The supply shortages were real and very well documented. As I recall we spent some time on the topic and why ships were piling up at our ports. Supply and demand curves are also real, so we had prices increase due to supply shortages. It is pretty well documented that companies got ahead of this and increased prices they were charging faster than what they were paying, which is pretty normal I think as they dont want to lose money. Some people have now decided that you only call it inflation if it is caused by the Fed/govt, but what is pretty clear is that a big part of that inflation which peaked at 9% was partially due to supply shortages.

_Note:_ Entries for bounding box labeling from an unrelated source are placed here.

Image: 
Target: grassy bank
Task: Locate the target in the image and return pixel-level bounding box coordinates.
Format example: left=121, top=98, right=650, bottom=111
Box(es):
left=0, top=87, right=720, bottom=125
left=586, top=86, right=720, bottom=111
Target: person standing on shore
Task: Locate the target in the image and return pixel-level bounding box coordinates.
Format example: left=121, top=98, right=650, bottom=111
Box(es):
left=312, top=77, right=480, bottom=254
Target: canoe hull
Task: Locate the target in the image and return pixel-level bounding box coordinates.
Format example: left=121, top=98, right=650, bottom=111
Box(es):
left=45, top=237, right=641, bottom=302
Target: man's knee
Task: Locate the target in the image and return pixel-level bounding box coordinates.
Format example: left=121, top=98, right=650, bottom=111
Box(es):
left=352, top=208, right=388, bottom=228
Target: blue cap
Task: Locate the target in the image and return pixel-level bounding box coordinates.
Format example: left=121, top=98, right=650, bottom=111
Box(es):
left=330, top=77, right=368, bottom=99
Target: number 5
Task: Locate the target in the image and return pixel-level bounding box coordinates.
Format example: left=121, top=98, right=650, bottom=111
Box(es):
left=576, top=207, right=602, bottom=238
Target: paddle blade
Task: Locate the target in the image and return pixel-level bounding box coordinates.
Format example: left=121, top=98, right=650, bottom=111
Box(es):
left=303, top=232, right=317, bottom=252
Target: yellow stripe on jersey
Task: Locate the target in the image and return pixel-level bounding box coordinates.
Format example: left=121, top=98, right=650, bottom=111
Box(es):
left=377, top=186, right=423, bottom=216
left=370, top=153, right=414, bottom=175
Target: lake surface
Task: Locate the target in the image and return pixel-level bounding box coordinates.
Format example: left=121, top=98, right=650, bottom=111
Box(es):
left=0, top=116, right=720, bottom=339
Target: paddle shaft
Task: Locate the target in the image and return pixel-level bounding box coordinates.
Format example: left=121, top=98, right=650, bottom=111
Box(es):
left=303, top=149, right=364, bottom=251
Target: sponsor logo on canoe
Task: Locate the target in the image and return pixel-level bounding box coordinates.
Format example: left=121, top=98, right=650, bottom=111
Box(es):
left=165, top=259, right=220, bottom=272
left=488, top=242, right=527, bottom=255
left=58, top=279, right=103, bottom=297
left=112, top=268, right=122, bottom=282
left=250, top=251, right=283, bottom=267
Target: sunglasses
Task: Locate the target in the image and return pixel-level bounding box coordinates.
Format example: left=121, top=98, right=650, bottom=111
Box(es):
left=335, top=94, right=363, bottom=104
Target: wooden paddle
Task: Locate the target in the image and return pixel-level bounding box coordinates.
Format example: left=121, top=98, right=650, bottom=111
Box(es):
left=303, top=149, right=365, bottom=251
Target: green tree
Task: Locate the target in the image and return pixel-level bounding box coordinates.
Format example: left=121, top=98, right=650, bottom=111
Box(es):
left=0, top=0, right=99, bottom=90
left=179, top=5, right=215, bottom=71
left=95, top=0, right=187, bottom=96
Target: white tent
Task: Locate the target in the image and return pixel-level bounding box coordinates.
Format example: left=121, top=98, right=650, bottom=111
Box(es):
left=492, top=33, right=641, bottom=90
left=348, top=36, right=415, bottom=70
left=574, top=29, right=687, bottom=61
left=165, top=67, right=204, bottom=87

Some people also believe that if the Fed had acted sooner they could have countered the effects of the supply shortages and for that matter the effects of the Trump and Biden stimulus packages. Maybe, but I think you need a Fed with magic powers to do that.
Steve
Sort of off topic but I am trying to get a handle on hiring. The wife watches CNBC in the morning and some people have made the claim it’s the worst job market since 2008-2009. My daughter has been a recruiter for over 20 years and she and her colleagues agree. However, it doesnt seem to be getting the general coverage I would expect if true. Adjusted for age LFPR is just a hair away from a record high and UE is low, so it seems like people have jobs. What am I missing?
Steve
The unemployment rate among recent college graduates is the highest it has been in 10 years and nobody can see how that changes in the near term. Meanwhile, jobs on offer in manufacturing are going without applicants.
We have a serious labor mismatch.
For myself I have been more or less forced into retirement. Nobody’s hiring.